Should we call it byte offset so that people don't get confused with the term "offset"?

esilvia commented 3 years ago

Just finished.

@m-schuetz can you review the tables in the attached PDF to verify that I did the math correctly and that it meets your expectations?

LAS.pdf

m-schuetz commented 3 years ago

@esilvia Just checked, 0-7 match with my own calculations above and 8-10 also look good. Perhabs you could also append a "total" row to the header block?

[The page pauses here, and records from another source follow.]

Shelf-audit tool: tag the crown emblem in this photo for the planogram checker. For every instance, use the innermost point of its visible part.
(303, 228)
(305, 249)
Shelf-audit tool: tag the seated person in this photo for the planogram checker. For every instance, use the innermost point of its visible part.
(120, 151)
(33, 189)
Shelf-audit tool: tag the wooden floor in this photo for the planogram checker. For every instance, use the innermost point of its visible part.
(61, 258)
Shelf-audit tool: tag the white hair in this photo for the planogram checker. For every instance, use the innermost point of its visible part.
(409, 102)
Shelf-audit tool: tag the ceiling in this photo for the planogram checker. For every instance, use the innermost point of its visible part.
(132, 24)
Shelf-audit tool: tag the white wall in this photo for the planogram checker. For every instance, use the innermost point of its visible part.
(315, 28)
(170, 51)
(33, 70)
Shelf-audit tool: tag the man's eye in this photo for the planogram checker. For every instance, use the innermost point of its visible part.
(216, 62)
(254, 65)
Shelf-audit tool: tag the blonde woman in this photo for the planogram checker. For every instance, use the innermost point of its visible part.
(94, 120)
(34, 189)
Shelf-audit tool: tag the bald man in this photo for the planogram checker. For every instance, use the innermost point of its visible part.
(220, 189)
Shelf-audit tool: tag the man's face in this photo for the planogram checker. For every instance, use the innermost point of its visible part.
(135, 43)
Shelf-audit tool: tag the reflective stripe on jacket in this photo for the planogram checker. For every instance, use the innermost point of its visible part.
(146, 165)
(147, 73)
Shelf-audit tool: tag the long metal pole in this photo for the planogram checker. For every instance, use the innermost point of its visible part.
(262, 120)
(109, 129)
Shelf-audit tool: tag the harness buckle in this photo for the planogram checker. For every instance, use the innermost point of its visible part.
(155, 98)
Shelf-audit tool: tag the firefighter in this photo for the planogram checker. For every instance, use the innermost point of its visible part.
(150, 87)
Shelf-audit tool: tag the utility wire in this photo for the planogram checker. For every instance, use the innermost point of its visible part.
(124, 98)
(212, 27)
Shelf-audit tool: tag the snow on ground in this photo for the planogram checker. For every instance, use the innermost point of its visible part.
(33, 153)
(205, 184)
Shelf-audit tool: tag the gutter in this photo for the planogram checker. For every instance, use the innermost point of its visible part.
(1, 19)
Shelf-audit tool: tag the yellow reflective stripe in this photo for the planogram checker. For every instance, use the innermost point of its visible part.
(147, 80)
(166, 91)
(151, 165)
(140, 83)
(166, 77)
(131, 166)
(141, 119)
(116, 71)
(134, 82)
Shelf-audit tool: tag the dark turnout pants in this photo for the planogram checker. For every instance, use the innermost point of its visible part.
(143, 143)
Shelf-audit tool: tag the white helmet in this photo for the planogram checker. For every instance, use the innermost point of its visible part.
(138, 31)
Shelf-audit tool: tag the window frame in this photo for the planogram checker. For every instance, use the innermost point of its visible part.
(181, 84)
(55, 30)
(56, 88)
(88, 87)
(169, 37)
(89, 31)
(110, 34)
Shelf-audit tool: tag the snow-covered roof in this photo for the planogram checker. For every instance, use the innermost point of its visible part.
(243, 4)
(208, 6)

esilvia commented 3 years ago

@esilvia Just checked, 0-7 match with my own calculations above and 8-10 also look good. Perhabs you could also append a "total" row to the header block?

@m-schuetz Thanks for confirming! I went back and forth on that and ended up not including that since the "header size" is an actual field in the header itself. Seemed weird to include it. Maybe not though?